KENSINGTON – Kensington Town Council is seeking a meeting with the English Language School Board to work out a lease arrangement for the installation of washroom facilities for the soccer field next to Queen Elizabeth Elementary School.
© Nancy MacPhee/Journal Pioneer
Kensington's town manager Geoff Baker
Council took the issue to the floor during the April town council meeting debating the prospects of leasing land or purchasing it from the school board for the project.
“The Kensington Area Soccer Club approached us a couple of months back about the construction of washroom facilities adjacent to the soccer field at the Queen Elizabeth Elementary School soccer field,” said Kensington CAO Geoff Baker. “At that time, my discussions with representatives from the soccer club seemed to be more about trying to access funding to construct these things and utilizing the town as somewhat of a conduit to access these funds.”
Baker said since that time, the soccer association’s board of directors met with the English Language School Board about the possibility of some land being allocated on the Queen Elizabeth Elementary School property. According to Baker, the English Language School Board’s preference would be to turn this particular property over to the Town of Kensington as opposed to the soccer club.
“We would take responsibility for this particular piece of property,” he said. “If it is in a lease agreement, we would reserve the opportunity to be a part of the negotiations of the terms and conditions under which this property would be transferred over to us.
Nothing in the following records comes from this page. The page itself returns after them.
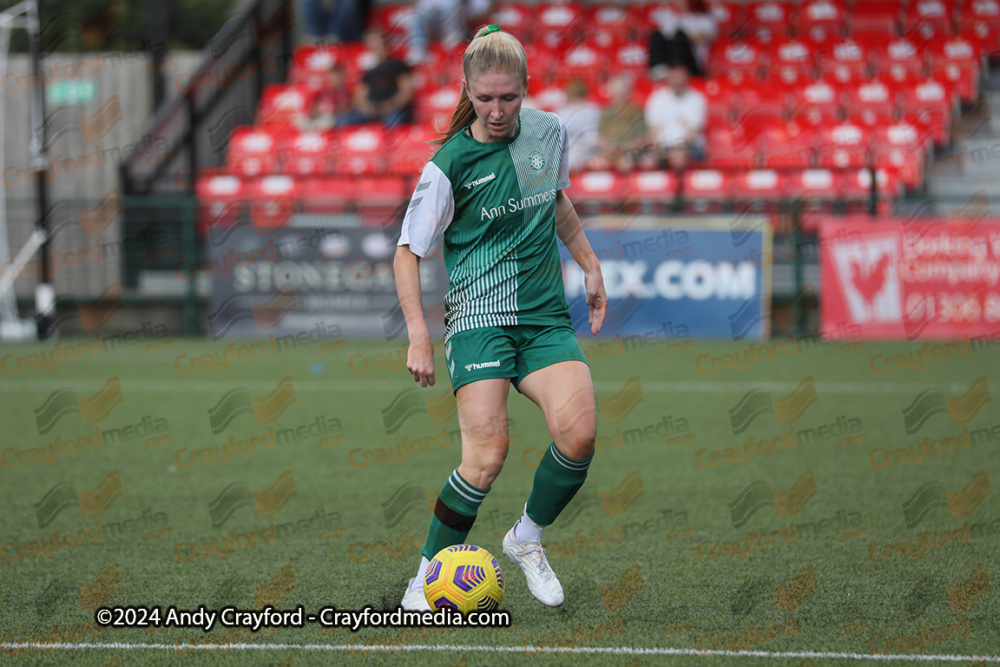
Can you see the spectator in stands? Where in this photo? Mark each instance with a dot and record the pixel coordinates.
(336, 20)
(682, 38)
(582, 119)
(675, 116)
(623, 128)
(385, 92)
(333, 100)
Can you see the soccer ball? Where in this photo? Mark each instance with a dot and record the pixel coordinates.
(464, 577)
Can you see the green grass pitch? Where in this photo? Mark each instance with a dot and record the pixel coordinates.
(824, 498)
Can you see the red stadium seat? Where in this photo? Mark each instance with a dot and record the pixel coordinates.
(362, 149)
(726, 151)
(856, 189)
(735, 61)
(930, 104)
(790, 61)
(728, 15)
(550, 98)
(872, 102)
(828, 14)
(787, 146)
(281, 104)
(615, 23)
(220, 201)
(705, 189)
(560, 25)
(898, 59)
(251, 152)
(517, 19)
(307, 154)
(378, 193)
(585, 62)
(956, 61)
(272, 201)
(655, 191)
(631, 57)
(842, 146)
(774, 16)
(597, 190)
(933, 16)
(310, 64)
(847, 62)
(819, 185)
(898, 148)
(818, 102)
(409, 149)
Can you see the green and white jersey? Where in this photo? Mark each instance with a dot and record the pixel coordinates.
(495, 205)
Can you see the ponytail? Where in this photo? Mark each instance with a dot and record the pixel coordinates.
(490, 50)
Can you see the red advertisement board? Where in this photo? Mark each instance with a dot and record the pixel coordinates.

If it’s a straight purchase and sale agreement, I would suggest it would be a piece of Town of Kensington property under which we would certainly be responsible for maintaining.”
Baker was asked why the school board wanted to turn the property over to the town rather than the soccer association.
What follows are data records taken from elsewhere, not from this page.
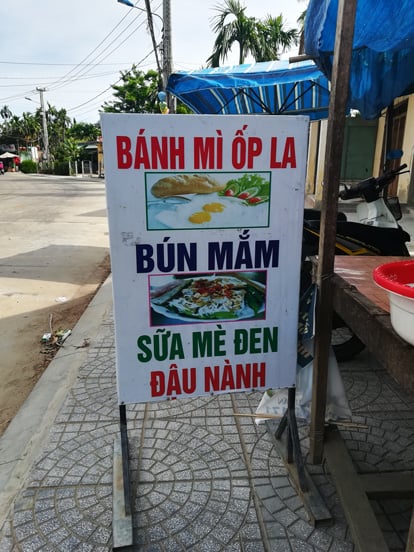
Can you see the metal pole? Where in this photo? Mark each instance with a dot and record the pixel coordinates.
(167, 51)
(44, 122)
(332, 169)
(151, 29)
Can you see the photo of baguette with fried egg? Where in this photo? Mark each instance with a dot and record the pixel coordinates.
(186, 184)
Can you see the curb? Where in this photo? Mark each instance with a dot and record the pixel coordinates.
(22, 441)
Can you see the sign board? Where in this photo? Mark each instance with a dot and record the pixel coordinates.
(205, 219)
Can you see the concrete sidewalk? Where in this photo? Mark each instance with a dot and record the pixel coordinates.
(203, 478)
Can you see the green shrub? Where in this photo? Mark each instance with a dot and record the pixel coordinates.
(28, 166)
(61, 168)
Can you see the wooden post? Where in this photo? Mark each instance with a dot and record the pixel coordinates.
(333, 154)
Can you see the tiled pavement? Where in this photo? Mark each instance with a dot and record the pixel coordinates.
(203, 479)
“The fear at the end of the day is there is less risk involved in turning it over to the Town of Kensington as opposed to a soccer association which could very well become non-existent at some point,” he said.
Kensington has about 250 youth registered in the soccer program and there is potential for more growth, said Deputy Mayor Rowan Caseley.
“They had a board of directors, and this is why the school board wouldn’t want it, they have some board of directors who haven’t been as active,” he said. “Now, they have an active board of directors that want to do something, that want to have washroom facilities and as long as they’re there, the thing should progress and be good. If they do what they should do, it should never be a cost to the town. They’re not looking to us to come up with money at this stage.”
Baker said as the situation now stands, he would recommend a lease agreement over the outright purchase of the property.
“If we take formal ownership of this particular piece of property then it’s our property and we are responsible for the maintenance of this property and we’ll certainly be responsible for the maintenance of the facilities contained on this property,” he said. “A lease gives us the ability where, at some point, if the soccer club becomes defunct, it leaves the Town of Kensington with options with respect to that facility. We just don’t have the capabilities right now to take on additional property, to take on the maintenance of additional facilities. We don’t have the staff for it.”
He said the soccer club has to be prepared to take up and commit to a long-term agreement that provides for these types of maintenance issues.
“What we’re prepared to commit to is to be a facilitator to allow them to construct a washroom facility on this particular piece of property,” Baker said.
Council directed the CAO to get in touch with the school board and see what kind of a land transfer arrangement can be worked out.